Guinea pigs are a type of rodent, but don’t let that scare you away from making one part of your family. They are sweet social critters who love attention from people and don’t have a reputation for biting. Before committing to guinea pig ownership, it’s important to learn about their needs and likes:

  • A guinea pig is also known as a “Cavy”. A female guinea pig is called a “sow” while a male is called a”boar”.

 

  • Guinea pigs make great pets for children as they do not require many supplies, bond well with their owners and teach children the responsibility of pet ownership. Setting up a home for a guinea pig is fairly quick and easy with their basic necessities being a cage, food, and a tunnel to hide in.

 

  • They are inside pets who cannot handle warm weather. Warm weather can be life threatening to them as they easily develop heatstroke.

 

  • Guinea pigs have a lifespan of 7 to 9 years. This makes them great companions to bond with. It’s important to evaluate their lifespan if considering a guinea pig for a pet as they are a great deal of responsibility and commitment.

 

  • Guinea pigs purr similar to cats. They make this quiet vibrating noise when they are happy and while they are being pet.
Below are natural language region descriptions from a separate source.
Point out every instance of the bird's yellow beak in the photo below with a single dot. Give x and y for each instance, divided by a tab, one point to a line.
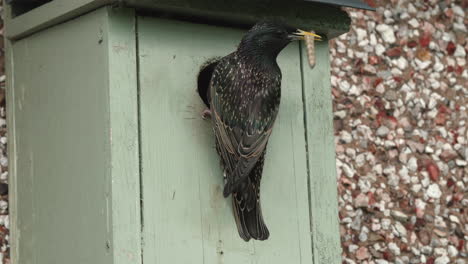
300	34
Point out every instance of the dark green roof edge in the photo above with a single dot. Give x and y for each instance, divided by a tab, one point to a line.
322	18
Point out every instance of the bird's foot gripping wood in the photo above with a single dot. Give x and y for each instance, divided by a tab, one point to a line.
206	114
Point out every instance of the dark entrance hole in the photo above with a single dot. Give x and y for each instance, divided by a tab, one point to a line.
204	78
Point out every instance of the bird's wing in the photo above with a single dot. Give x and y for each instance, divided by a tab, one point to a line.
241	128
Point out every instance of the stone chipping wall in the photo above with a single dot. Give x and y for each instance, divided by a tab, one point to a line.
400	90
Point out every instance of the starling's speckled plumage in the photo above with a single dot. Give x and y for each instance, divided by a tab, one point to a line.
244	96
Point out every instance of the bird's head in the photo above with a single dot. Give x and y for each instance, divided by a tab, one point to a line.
269	37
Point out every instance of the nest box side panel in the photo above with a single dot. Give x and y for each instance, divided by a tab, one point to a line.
186	219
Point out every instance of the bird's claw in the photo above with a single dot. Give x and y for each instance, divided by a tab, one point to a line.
206	114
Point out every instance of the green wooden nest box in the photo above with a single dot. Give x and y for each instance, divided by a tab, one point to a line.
110	161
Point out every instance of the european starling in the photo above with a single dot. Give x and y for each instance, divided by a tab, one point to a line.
244	97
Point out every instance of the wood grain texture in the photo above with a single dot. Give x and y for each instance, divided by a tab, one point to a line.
321	155
186	219
123	104
72	110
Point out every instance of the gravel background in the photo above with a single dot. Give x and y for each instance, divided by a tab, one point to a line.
400	85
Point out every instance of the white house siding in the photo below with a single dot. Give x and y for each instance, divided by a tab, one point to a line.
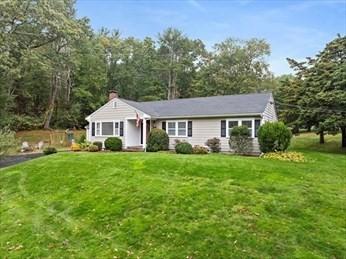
269	113
121	112
204	129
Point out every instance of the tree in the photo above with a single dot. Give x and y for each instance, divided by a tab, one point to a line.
323	88
179	58
235	67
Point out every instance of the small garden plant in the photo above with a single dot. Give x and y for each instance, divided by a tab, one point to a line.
285	156
49	150
157	141
113	144
274	136
75	147
93	148
214	145
98	144
183	148
200	150
240	140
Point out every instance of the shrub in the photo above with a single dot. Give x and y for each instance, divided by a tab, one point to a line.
7	141
214	145
98	144
85	145
113	144
158	140
82	139
75	147
93	148
21	122
183	148
285	156
199	150
49	150
274	136
240	140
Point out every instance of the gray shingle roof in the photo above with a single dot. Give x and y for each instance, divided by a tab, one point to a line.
205	106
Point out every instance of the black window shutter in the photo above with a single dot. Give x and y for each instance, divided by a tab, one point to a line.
93	129
121	133
223	128
189	128
257	125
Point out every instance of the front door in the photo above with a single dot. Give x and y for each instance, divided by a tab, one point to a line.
148	129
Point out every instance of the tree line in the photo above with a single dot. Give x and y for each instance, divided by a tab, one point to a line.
55	70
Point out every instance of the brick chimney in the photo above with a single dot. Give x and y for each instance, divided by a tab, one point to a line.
112	94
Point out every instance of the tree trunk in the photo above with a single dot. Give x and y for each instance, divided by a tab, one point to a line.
321	137
343	137
51	105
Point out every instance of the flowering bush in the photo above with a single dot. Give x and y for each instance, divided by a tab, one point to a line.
75	147
214	145
285	156
199	150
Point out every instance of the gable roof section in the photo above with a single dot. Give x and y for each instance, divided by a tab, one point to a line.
241	104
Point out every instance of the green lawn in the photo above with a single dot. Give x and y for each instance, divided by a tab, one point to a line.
157	205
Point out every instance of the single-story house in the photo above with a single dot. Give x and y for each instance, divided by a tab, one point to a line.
194	120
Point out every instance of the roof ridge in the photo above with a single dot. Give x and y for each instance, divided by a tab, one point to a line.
194	98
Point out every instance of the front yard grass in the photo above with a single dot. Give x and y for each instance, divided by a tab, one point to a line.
160	205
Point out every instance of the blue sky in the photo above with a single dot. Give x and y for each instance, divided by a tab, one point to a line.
294	29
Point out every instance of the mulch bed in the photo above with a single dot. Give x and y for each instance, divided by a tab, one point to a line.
12	160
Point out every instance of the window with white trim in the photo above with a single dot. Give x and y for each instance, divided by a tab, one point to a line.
98	129
107	128
171	130
177	128
252	124
231	125
182	129
116	128
248	124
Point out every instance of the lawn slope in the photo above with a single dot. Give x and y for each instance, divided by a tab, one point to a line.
137	205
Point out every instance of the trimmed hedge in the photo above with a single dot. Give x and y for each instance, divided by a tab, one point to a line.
49	150
200	150
158	140
113	144
183	148
98	144
93	148
214	145
274	136
240	140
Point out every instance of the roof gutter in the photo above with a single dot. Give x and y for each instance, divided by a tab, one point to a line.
208	116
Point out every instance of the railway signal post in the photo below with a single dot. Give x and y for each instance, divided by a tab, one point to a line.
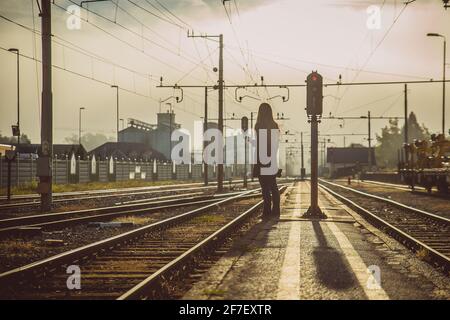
244	127
314	109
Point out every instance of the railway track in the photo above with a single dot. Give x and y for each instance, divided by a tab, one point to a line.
417	189
426	233
120	195
50	221
138	264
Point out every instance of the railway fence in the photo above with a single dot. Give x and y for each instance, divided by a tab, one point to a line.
75	170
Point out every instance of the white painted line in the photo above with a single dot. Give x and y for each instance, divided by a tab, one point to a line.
289	283
358	266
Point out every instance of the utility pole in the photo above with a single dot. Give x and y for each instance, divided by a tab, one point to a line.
16	51
251	128
314	108
220	167
170	128
406	114
79	126
244	127
220	87
44	169
117	111
302	170
443	76
205	128
369	138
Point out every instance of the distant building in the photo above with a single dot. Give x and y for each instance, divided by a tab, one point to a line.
157	137
347	161
125	150
59	150
4	147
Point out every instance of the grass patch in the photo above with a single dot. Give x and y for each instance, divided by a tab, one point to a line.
29	188
422	254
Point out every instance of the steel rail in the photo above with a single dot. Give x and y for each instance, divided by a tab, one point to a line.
35	218
397	204
57	224
74	255
141	290
412	242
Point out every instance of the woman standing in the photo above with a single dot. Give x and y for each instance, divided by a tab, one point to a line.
267	171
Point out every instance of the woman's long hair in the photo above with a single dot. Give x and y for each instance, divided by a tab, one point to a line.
265	118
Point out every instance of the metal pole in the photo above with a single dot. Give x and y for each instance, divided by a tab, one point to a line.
314	210
47	107
443	88
170	130
9	181
117	112
205	127
220	165
251	128
18	99
302	170
245	161
370	141
406	114
79	126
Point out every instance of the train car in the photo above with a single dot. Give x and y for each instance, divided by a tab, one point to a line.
427	163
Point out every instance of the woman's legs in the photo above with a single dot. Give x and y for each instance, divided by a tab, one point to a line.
271	195
275	196
266	190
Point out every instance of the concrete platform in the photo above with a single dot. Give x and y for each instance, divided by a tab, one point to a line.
342	257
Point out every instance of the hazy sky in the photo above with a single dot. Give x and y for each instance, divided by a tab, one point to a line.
283	40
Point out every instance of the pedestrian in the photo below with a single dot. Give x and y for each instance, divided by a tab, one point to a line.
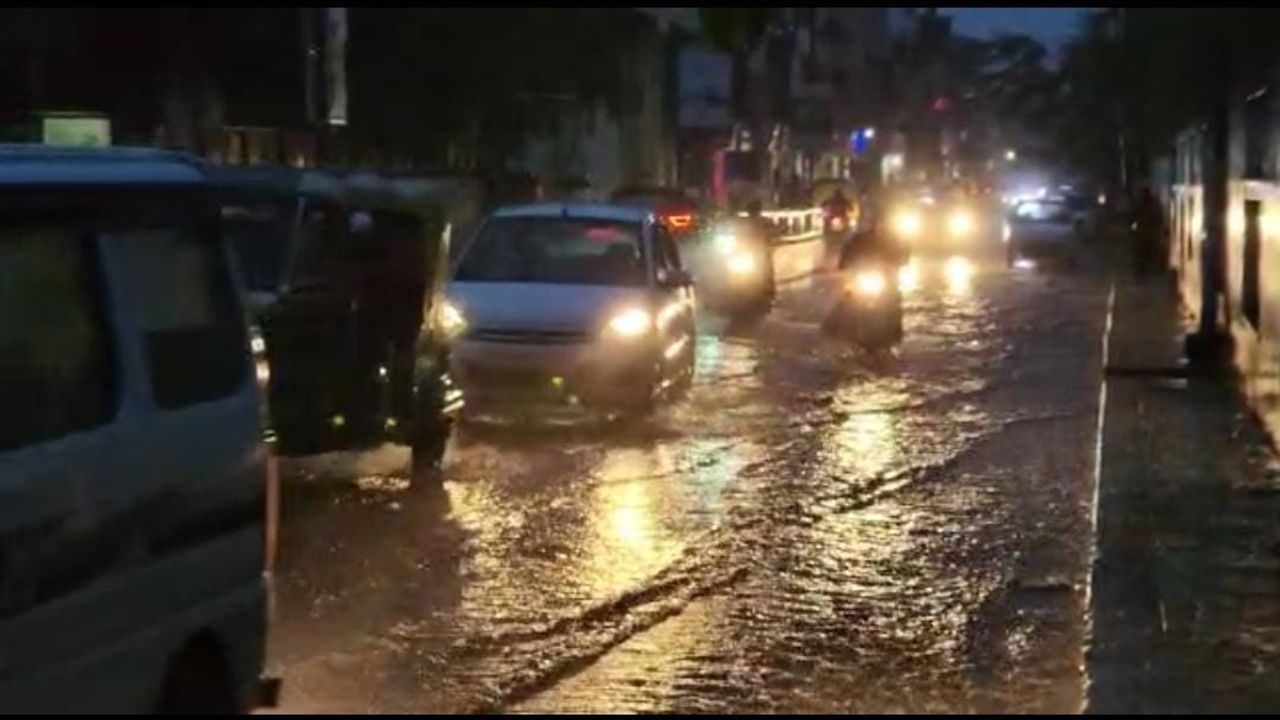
1147	228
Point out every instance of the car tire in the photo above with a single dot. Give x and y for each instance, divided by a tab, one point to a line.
199	682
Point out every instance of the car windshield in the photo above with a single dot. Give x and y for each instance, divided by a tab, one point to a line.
1041	212
556	250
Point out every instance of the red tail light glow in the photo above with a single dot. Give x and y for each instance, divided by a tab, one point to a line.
679	222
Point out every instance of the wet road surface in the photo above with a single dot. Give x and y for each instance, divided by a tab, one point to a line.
816	529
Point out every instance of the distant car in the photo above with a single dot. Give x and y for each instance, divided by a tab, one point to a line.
947	236
1042	231
680	213
574	304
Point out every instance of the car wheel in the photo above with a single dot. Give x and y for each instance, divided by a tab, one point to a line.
197	683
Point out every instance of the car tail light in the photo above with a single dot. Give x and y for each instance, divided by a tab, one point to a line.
680	220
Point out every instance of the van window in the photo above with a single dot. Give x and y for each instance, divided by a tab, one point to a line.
56	361
192	333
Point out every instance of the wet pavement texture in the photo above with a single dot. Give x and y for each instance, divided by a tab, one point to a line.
1185	611
814	529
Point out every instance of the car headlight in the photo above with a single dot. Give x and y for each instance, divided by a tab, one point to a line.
869	283
741	264
960	223
452	322
908	223
630	323
726	242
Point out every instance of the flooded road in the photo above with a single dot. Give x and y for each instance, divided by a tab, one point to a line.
814	531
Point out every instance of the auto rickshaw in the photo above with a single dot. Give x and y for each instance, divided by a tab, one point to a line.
346	276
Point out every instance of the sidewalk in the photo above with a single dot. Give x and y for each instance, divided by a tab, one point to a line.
1185	588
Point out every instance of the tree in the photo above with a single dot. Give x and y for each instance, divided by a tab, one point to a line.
737	32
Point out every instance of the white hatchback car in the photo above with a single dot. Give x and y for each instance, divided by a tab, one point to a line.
572	304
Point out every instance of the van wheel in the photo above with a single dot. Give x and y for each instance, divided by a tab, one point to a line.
199	683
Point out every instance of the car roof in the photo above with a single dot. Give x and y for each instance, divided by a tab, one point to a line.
44	164
588	210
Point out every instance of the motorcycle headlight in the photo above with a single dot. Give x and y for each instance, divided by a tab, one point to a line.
452	322
908	223
869	283
630	323
960	223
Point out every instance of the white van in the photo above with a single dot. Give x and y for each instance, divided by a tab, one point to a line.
133	475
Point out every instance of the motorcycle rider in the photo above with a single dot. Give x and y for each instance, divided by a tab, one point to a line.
836	206
871	249
762	233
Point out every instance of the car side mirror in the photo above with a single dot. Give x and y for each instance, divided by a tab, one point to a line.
675	278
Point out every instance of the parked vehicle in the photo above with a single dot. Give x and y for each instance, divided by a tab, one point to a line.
137	487
346	287
574	305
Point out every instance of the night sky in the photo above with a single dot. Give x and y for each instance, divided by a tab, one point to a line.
1051	26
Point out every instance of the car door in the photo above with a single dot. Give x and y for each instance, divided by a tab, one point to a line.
675	305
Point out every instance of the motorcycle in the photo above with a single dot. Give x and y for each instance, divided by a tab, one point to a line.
869	306
735	270
835	222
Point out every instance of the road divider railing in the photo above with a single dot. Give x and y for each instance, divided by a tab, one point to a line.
795	226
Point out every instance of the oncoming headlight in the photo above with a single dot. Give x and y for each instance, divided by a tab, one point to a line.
630	323
452	322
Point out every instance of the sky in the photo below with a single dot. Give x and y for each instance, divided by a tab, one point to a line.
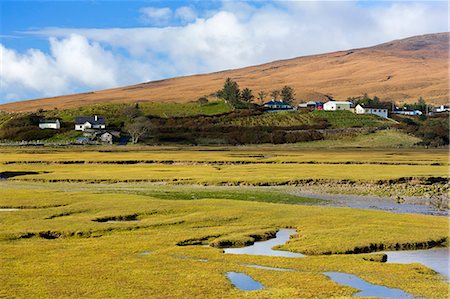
51	48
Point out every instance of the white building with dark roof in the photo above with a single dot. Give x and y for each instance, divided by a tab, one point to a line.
335	106
380	111
96	122
54	124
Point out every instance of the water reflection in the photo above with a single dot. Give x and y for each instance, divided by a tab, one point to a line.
367	289
434	258
243	281
265	247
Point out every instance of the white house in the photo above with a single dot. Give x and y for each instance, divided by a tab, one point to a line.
442	108
335	105
359	109
54	124
277	105
408	112
106	138
82	123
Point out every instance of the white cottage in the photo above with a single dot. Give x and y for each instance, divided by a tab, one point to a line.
83	123
54	124
383	112
335	106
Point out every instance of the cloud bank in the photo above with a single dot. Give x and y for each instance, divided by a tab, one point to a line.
236	35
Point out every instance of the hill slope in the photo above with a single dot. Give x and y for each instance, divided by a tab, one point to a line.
401	70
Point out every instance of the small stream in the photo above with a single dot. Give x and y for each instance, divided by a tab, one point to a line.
265	247
434	258
367	289
243	281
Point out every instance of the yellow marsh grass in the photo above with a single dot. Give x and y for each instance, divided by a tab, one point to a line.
212	174
111	266
279	153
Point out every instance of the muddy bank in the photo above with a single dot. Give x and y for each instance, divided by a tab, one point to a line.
407	204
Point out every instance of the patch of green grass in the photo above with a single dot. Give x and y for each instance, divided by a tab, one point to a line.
189	193
380	139
188	109
114	113
348	119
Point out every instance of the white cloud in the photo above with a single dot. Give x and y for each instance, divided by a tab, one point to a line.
73	64
155	15
186	13
237	35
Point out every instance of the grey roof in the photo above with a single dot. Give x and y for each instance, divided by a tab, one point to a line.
48	121
373	106
91	119
276	103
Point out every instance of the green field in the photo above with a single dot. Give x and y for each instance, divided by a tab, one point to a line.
58	245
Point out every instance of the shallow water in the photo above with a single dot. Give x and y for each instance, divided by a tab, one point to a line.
269	268
265	247
120	221
367	289
373	203
434	258
243	281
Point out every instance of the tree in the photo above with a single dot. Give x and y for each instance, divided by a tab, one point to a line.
132	111
287	94
275	94
246	95
139	128
261	96
230	92
202	100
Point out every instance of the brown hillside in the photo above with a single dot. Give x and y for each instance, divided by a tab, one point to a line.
401	70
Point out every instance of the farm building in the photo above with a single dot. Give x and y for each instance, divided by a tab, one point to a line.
360	109
311	105
54	124
441	109
335	105
82	123
408	112
106	138
277	106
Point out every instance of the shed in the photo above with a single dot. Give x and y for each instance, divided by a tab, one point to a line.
335	105
54	124
376	110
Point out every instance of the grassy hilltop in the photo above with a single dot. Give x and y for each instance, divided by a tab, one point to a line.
401	70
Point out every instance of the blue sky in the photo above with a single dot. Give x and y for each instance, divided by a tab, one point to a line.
50	48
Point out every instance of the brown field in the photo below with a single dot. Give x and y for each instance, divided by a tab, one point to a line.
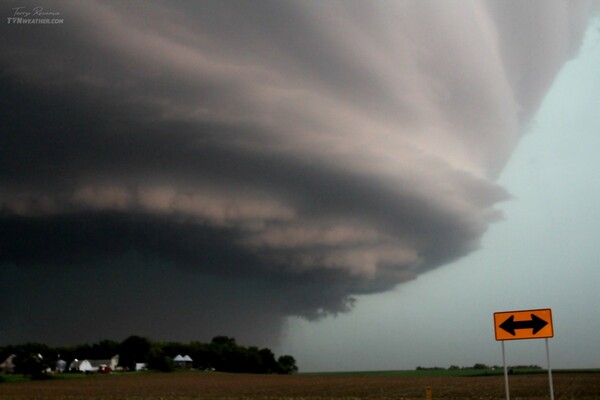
580	386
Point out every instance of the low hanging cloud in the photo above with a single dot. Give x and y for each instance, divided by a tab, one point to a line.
184	169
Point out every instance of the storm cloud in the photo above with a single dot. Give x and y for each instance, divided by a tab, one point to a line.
187	169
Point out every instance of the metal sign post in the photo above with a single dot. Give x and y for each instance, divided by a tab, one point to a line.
549	370
505	372
526	324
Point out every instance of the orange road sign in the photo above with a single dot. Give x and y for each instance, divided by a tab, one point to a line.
525	324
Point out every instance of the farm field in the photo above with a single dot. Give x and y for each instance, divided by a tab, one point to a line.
197	385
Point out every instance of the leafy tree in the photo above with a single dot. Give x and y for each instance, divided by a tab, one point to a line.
158	359
287	364
134	349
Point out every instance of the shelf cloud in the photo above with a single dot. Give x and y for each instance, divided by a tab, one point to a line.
187	169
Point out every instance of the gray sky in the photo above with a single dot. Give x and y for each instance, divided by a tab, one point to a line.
544	254
192	169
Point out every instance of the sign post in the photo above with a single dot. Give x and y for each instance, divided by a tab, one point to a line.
525	324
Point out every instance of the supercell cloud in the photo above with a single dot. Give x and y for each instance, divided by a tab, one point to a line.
187	169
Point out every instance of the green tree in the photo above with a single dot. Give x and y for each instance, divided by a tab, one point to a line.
287	364
134	349
158	359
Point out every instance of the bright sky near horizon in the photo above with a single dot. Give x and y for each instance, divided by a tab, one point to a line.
250	169
544	254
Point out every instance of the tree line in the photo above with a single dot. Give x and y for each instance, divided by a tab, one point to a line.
223	353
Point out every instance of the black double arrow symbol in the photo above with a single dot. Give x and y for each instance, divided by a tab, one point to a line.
535	323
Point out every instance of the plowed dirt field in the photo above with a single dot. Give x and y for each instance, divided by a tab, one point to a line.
180	386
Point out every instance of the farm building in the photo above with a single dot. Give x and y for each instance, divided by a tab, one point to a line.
94	365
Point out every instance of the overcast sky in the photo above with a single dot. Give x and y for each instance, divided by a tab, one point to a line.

In fact, guinea pigs make many noises that may surprise their owners such as squealing, teeth chattering, and rumbling.

 

  • Guinea pigs are sociable with their human owners. They are very friendly animals and recognize and respond to their owners similar to how dogs and cats do. It’s not uncommon for them to squeal with excitement or climb up the side of their cage when their owners greet them.

 

  • They love eating vegetables so it’s important to include leafy greens and ensure they receive adequate vitamin C in their diet.